EHRs provide e-prescribing drug information and CDS databases. Clinicians should know the source of the medication and CDS information in their EHRs, because it may be in conflict with the clinical standards of care or practice guidelines for their specialty and with the information in U.S. Food and Drug Administration (FDA)–approved drug labels or drug alerts.
Computer-assisted documentation uses point-and-click lists, drop-down menus, autofill, templates, and canned text to bypass natural language and produce structured progress notes. These contain redundant, formulaic information, making it easy to overlook significant clinical information that is lost in a sea of normal or irrelevant findings. Communication with on-call and consulting physicians may be compromised, and abnormal lab and imaging test results may be missed.
CDS provides alerts, warnings, and reminders for medication and chronic disease management and preventive care, but physicians may have to justify departures from these guidelines (documented in the EHR’s native format) if an adverse event occurs. Always document why a prompt was overridden.
Don’t allow staff to use office computers to visit websites for personal purposes, an activity that creates opportunities for hackers to compromise patient data and violate the Health Insurance Portability and Accountability Act of 1996 (HIPAA). Staff should not be allowed to use the physician’s password to review, update, or sign off on lab and imaging results. Allowing this type of activity could result in a report being filed without the physician seeing it.
EHR notes are dated and time-stamped when they are created—which will not reflect the time the patient was seen if the note is entered later.
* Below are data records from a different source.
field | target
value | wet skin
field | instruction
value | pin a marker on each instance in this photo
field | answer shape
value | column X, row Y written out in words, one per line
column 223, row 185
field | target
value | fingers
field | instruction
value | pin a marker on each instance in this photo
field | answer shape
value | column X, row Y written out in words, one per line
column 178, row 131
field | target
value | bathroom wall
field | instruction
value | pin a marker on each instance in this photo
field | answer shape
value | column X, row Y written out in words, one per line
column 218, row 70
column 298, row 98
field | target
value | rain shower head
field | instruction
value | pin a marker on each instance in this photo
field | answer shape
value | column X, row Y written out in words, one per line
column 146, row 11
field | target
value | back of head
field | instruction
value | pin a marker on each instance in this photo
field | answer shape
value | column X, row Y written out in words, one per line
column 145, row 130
It is important to document the EHR note with the date and time the patient was actually seen.
The guidelines suggested here are not rules, do not constitute legal advice, and do not ensure a successful outcome. The ultimate decision regarding the appropriateness of any treatment must be made by each healthcare provider in light of all circumstances prevailing in the individual situation and in accordance with the laws of the jurisdiction in which the care is rendered.